Publication
First published in Youth’s Companion for 10 November 1898 and In Black and White Magazine Christmas Number the same year, there entitled “On a Burning Troopship.” Collected in Land and Sea Tales in 1923 with a short Introduction. Also in the Sussex Edition, page 115 Volume 16, Burwash Edition Volume 14, and Scribners Volume 35.
The story
This is a story of bravery and discipline by soldiers at sea. A detachment of the 54th Regiment is en route to India in 1857 when their ship catches fire in the Indian Ocean.

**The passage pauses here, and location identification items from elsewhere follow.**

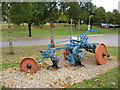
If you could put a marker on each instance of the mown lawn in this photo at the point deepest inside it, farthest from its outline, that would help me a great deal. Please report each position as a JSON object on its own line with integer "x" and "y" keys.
{"x": 59, "y": 30}
{"x": 106, "y": 80}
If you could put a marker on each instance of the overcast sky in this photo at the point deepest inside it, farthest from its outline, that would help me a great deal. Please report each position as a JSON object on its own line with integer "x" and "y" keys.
{"x": 109, "y": 5}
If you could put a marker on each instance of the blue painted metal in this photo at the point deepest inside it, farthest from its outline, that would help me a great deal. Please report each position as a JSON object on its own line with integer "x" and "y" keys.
{"x": 76, "y": 54}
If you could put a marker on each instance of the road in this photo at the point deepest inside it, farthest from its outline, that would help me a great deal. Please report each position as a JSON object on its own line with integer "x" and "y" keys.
{"x": 108, "y": 40}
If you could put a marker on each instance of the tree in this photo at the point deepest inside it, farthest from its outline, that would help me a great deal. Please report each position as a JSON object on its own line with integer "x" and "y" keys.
{"x": 30, "y": 13}
{"x": 6, "y": 16}
{"x": 116, "y": 17}
{"x": 73, "y": 12}
{"x": 53, "y": 15}
{"x": 109, "y": 17}
{"x": 99, "y": 16}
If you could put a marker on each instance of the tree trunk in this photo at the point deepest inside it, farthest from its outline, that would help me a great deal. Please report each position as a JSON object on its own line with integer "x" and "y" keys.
{"x": 51, "y": 35}
{"x": 65, "y": 24}
{"x": 10, "y": 35}
{"x": 75, "y": 25}
{"x": 29, "y": 28}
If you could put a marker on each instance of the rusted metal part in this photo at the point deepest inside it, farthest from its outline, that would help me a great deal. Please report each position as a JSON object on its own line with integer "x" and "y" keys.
{"x": 29, "y": 65}
{"x": 101, "y": 54}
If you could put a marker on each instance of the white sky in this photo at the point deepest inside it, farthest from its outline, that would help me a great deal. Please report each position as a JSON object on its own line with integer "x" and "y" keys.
{"x": 109, "y": 5}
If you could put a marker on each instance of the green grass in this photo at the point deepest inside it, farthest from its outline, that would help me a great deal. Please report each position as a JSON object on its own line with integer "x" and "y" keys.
{"x": 106, "y": 80}
{"x": 59, "y": 30}
{"x": 33, "y": 51}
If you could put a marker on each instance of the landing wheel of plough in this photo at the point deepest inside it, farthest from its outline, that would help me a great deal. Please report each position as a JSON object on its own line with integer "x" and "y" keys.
{"x": 66, "y": 52}
{"x": 101, "y": 55}
{"x": 28, "y": 65}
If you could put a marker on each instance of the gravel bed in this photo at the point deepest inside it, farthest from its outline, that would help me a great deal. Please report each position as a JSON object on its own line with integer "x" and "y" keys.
{"x": 65, "y": 76}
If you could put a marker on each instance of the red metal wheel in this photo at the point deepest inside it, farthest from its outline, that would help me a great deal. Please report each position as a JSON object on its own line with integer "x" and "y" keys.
{"x": 66, "y": 52}
{"x": 101, "y": 54}
{"x": 28, "y": 65}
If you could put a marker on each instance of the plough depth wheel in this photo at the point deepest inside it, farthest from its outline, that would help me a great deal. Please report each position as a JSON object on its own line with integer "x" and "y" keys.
{"x": 101, "y": 55}
{"x": 66, "y": 52}
{"x": 28, "y": 65}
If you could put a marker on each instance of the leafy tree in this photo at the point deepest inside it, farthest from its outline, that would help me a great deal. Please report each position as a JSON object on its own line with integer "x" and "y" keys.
{"x": 74, "y": 12}
{"x": 52, "y": 10}
{"x": 99, "y": 16}
{"x": 116, "y": 17}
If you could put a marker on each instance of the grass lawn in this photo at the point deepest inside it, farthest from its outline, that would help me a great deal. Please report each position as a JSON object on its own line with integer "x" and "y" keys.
{"x": 33, "y": 51}
{"x": 106, "y": 80}
{"x": 59, "y": 29}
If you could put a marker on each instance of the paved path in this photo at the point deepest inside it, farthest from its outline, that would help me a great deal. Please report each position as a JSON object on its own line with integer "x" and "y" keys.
{"x": 108, "y": 40}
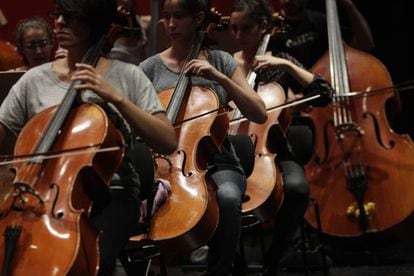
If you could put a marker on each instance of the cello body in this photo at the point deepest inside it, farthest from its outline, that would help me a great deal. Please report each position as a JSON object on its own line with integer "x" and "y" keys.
{"x": 264, "y": 185}
{"x": 51, "y": 200}
{"x": 189, "y": 216}
{"x": 361, "y": 172}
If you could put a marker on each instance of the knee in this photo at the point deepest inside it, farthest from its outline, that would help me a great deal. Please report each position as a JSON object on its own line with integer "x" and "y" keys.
{"x": 229, "y": 198}
{"x": 297, "y": 188}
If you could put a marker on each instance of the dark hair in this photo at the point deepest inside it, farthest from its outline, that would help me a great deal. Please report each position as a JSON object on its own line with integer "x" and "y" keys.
{"x": 258, "y": 10}
{"x": 35, "y": 22}
{"x": 98, "y": 14}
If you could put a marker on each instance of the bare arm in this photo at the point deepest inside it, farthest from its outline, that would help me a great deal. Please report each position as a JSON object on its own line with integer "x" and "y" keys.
{"x": 361, "y": 33}
{"x": 246, "y": 99}
{"x": 301, "y": 75}
{"x": 3, "y": 19}
{"x": 3, "y": 135}
{"x": 154, "y": 129}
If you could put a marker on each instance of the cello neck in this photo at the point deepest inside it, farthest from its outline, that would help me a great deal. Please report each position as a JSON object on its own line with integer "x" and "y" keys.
{"x": 251, "y": 75}
{"x": 173, "y": 108}
{"x": 65, "y": 106}
{"x": 338, "y": 67}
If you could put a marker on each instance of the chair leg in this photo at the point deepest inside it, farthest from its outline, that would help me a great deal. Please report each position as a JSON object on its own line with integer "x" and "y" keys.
{"x": 137, "y": 260}
{"x": 305, "y": 244}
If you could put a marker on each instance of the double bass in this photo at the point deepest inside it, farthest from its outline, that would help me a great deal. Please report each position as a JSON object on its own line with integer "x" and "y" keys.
{"x": 45, "y": 220}
{"x": 361, "y": 172}
{"x": 189, "y": 216}
{"x": 264, "y": 191}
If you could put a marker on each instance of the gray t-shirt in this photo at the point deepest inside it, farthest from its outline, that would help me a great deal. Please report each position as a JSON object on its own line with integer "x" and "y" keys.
{"x": 39, "y": 88}
{"x": 164, "y": 78}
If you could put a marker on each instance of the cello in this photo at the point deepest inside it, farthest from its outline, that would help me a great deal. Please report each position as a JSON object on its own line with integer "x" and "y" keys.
{"x": 361, "y": 171}
{"x": 65, "y": 169}
{"x": 189, "y": 216}
{"x": 264, "y": 191}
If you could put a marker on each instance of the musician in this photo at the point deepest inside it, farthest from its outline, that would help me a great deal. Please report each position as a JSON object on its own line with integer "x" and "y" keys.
{"x": 121, "y": 89}
{"x": 219, "y": 71}
{"x": 307, "y": 38}
{"x": 34, "y": 42}
{"x": 131, "y": 46}
{"x": 250, "y": 20}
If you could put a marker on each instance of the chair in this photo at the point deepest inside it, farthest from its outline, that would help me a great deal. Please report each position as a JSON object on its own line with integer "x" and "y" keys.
{"x": 137, "y": 256}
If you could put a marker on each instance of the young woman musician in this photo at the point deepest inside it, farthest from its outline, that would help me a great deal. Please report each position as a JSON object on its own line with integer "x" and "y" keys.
{"x": 34, "y": 42}
{"x": 250, "y": 20}
{"x": 124, "y": 92}
{"x": 217, "y": 70}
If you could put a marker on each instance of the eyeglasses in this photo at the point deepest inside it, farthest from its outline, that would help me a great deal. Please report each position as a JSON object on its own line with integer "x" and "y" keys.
{"x": 68, "y": 16}
{"x": 39, "y": 43}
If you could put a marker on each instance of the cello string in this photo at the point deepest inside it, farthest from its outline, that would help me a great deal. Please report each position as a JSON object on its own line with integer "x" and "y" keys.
{"x": 65, "y": 153}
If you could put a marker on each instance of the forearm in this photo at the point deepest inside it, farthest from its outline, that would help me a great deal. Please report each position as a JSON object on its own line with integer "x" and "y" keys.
{"x": 361, "y": 33}
{"x": 301, "y": 75}
{"x": 246, "y": 99}
{"x": 154, "y": 129}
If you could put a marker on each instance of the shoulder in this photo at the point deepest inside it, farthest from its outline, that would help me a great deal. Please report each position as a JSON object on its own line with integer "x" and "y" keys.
{"x": 223, "y": 61}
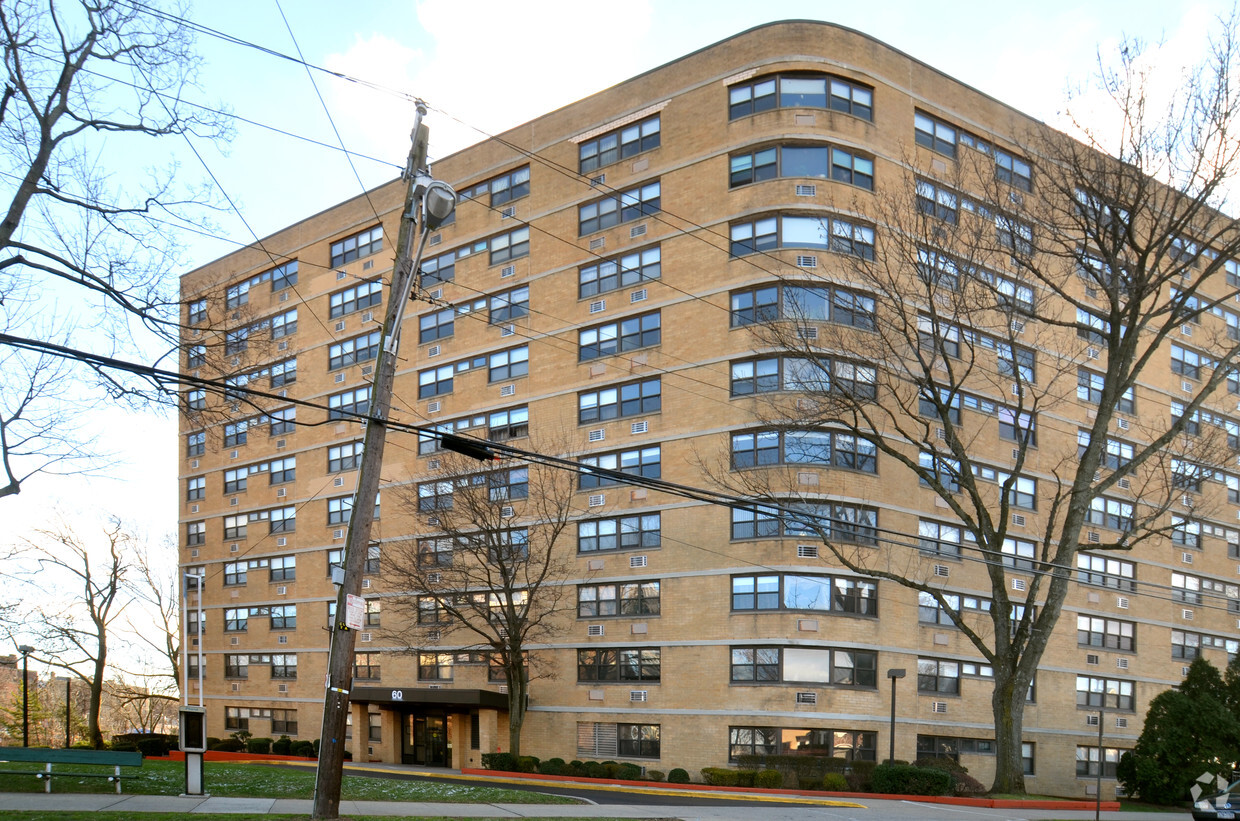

Through heroic efforts, including the jettisoning of barrels of ammunition from a magazine very near the blaze, the troops put it out and steam triumphantly into Mauritius. There they hold a modest celebration and re-embark in the Clarendon which is even more uncomfortable than the Sarah Sands. Here they have a worse disaster, they run out of tobacco ! They are replenished by an American vessel which refuses payment on learning who they are. The Commander-in-Chief praises their conduct in a General Order and one of the men is recommended for a Victoria Cross; but as his brave act was not ‘in the face of the enemy’ he is turned down. This story does not appear to have been noticed by the thirty-odd biographers and commentators we have consulted.
Further reading
- C. T. Atkinson, The Dorsetshire Regiment (OUP, 1947)
- William Murray, The Narrative of the Burning of the Sarah Sands Steam Troopship (Alnwick, 1906)
- Lieutenant E. Schlotel, Narrative of the Burning of the Sarah Sands (Bemrose & Sons, 1870.)
- William Makepeace Thackeray, Roundabout Papers (Smith, Elder & Co., 1879) Volume XXII, p. 22.
- The Mariner’s Mirror, Volume 61, No. 1 (February 1971, p. 61)
- KJ 66/13 and, for `the complete story, KJ 196/13, 197/09 and 198/08.